Online Desk: SAJIDA Foundation organised a discussion session titled ‘Fostering Resilience: The Path to Bottom-Up Mental Health Support in Climate-Affected Communities’ at the Bangladesh Pavilion of COP28 in Dubai.
The background of the session stems from the fact that, as the seventh most climate-vulnerable country in the world, Bangladesh experiences an alarming impact on mental health due to factors such as extreme heat, humidity, and frequent climate change-induced events. The repercussions of rapid, widespread climate events encompass anxiety, post-traumatic stress disorder (PTSD), elevated suicide rates, reduced well-being (stress, sadness), ecological grief, increased domestic violence, cultural erosion, and weakened social bonds.
Speakers at the session touched on these issues and how they could pose significant risks for climate-vulnerable countries like Bangladesh in the coming years.
Wameq A. Raza, senior health specialist, World Bank, said that mental health (MH) should be the focus of climate change actions.
“Nationally, 16% of the country is depressed, and 6.0% experience generalised anxiety, which is higher than the global average of 4.4%. We cannot have one national representative survey as Bangladesh needs more attention on these issues,” he said.
Dr. Ainun Nishat, professor emeritus, Centre for Climate Change and Environmental Research (C3ER), BRAC University, spoke about two effective strategies on loss and damage that can be brought over to the health space and be used in the analogy of MH as well.
He said that the people who are involved in the rescue operations or work voluntarily with the community can, besides providing relief or supporting the community, also be trained to provide mental support for trauma.
Dr. Samiya Ahmed Selim, advisor, Climate Change Programme (CCP), SAJIDA Foundation, said, “Gathering the knowledge and resources is very important for us. So we have been working with our international partners to get the evidence to best develop the tools for bottom-up MH support. Also, we should be focusing on the non-economic loss and damage of MH. MH well-being and migration effects are not easy to quantify. We are trying to quantify the effects from our data mining programme, but we want to collaborate with others in this space on how we can further develop tools, help design.”
Tajwar Hoque, director-development programmes, SAJIDA Foundation, who also moderated the session, said, “When it comes to climate issues such as extreme heat conditions, degraded air quality and its effects, I am sure that the local partners in Bangladesh like World Bank and implementing organisations like SAJIDA can help gather evidence. We have to respond systematically and we should be strengthening approach in nature where we try to complement the existing systems that are present and try to retrofit them with our technologies, our studies and our interventions.”
Sanjay Kumar Bhowmik, first secretary of the Bangladesh Ministry of environment, Forest and Climate Change, recommended, “During a disaster, we should focus on women, children and the disadvantaged and we should include them in our policies. Volunteers who rescue the community people should treat them with equal respect. Under the ongoing Mujib Climate Prosperity Plan, we are trying to find ways about how we can improve our working conditions for survival and how we can improve what we place on our families.”
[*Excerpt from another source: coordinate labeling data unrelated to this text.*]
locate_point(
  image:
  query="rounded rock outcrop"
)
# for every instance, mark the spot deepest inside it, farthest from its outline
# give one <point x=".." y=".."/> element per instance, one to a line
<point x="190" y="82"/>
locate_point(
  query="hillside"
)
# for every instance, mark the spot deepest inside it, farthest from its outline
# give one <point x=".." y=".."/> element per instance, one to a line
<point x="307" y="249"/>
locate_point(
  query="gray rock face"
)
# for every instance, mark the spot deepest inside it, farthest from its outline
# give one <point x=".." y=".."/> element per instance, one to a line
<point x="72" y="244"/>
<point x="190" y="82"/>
The other speakers at the session included Kyra Lilier, research assistant, Heidelberg Institute for Global Health; Dr. Valéry Ridde, director of research (Senior Research Fellow), Centre Population et Développement (CEPED) and Dr. Madeleine Thomson, head of impacts and adaptation, Climate and Health Team of Wellcome Trust.
At COP28, the SAJIDA team is sharing case studies and learning from their interventions in the form of multi-tiered community-based mental health services and technology-driven physical health services.